Однажды утром он не выбрался из своего угла. Я бросился к нему, стал тормошить, поднял на руки. Он смотрел на меня отчужденными, незакрывающимися глазами — он не видел меня, он был вне моего мира.
Я никогда не был слаб на слезы. Если вода и лилась из моих глаз, то от гнева и возмущения. В тот день я рыдал от горя — наверное, впервые. Мама сердито прикрикнула:
— Перестань! Хвастаешься, что бестрепетный пионер, а сам нюни распускаешь. Возьми себя в руки. Все мы когда-нибудь умрем — утешайся этим.
Я не мог взять себя в руки. И меня не утешало, что все мы смертны. Я только начинал жить, до моего конца было необозримо далеко. Проблема собственной гибели была неактуальна — а смерть Жеффика стояла перед глазами и давила грудь. Мне стало немного легче только тогда, когда я подглядел, что мама, спрятавшись в спаленке, тоже плачет — молча, не отрывая платка от опухших глаз (иллюзорное, впрочем, утешение). Многие годы Жеффик был мне самым близким другом — но и ее любимцем он быть не переставал.
В то же утро, не дожидаясь моей просьбы, мама решила, что Жеффика надо похоронить по-человечески, потому что душа его (хотя у собак, говорят, нет души) была по-настоящему человечной.

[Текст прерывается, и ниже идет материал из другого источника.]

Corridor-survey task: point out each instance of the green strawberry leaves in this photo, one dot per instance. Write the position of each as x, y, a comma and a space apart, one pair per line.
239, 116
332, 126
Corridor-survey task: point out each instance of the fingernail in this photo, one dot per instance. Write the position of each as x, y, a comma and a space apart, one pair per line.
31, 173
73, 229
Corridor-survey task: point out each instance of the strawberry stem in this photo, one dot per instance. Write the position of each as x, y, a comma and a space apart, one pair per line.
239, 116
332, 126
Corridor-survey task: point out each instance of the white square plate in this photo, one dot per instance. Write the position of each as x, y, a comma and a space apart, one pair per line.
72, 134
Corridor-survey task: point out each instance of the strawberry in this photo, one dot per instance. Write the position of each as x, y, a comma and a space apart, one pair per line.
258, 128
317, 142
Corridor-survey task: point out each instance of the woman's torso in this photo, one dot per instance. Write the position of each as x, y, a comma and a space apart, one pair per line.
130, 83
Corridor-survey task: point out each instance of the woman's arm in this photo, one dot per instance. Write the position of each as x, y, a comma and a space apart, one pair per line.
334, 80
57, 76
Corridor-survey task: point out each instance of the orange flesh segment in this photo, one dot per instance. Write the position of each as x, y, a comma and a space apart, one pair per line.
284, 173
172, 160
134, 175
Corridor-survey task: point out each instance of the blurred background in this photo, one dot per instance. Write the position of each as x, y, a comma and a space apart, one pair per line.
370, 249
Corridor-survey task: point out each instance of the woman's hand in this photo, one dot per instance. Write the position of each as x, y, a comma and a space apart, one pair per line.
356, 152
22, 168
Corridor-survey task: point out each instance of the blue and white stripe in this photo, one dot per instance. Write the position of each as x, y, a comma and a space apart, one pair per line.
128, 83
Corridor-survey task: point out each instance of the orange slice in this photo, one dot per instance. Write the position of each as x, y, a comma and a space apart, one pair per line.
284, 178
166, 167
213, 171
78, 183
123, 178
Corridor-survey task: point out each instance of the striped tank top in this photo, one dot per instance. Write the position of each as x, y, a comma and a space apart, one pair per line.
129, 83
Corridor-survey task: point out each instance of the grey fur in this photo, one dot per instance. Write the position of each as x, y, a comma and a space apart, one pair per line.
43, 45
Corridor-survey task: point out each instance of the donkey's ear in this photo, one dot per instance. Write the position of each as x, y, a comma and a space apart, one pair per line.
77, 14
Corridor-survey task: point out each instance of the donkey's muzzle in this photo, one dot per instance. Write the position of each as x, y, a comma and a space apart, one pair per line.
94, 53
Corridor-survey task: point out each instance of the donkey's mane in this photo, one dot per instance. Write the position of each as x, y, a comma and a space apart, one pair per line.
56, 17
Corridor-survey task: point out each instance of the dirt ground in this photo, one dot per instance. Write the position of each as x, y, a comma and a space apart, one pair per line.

Я заикнулся о гробе — гроб мама отклонила: деревянная домовина не для животных, им нужно тесное слияние с землей. Мы похороним его среди деревьев, в траве, по которой он так ликующе носился. На помощь позовем брата Шуру, моего двоюродного брата, — он парень сильный и всегда любил Жеффика.
На другой день мы трое — мама, Шура и я — отправились в Дюковский сад, заброшенный парк на краю Молдаванки. Шура тащил на плече джутовый мешок с тельцем. В парке, как всегда в будний день, было пусто. Моей детской лопаткой Шура вырыл неглубокую ямку, мы уложили туда Жеффика, плотно присыпали землей, на одной стороне положили камень, на другой посадили березку — я хотел сирени, но поблизости не нашлось ни одного кустика.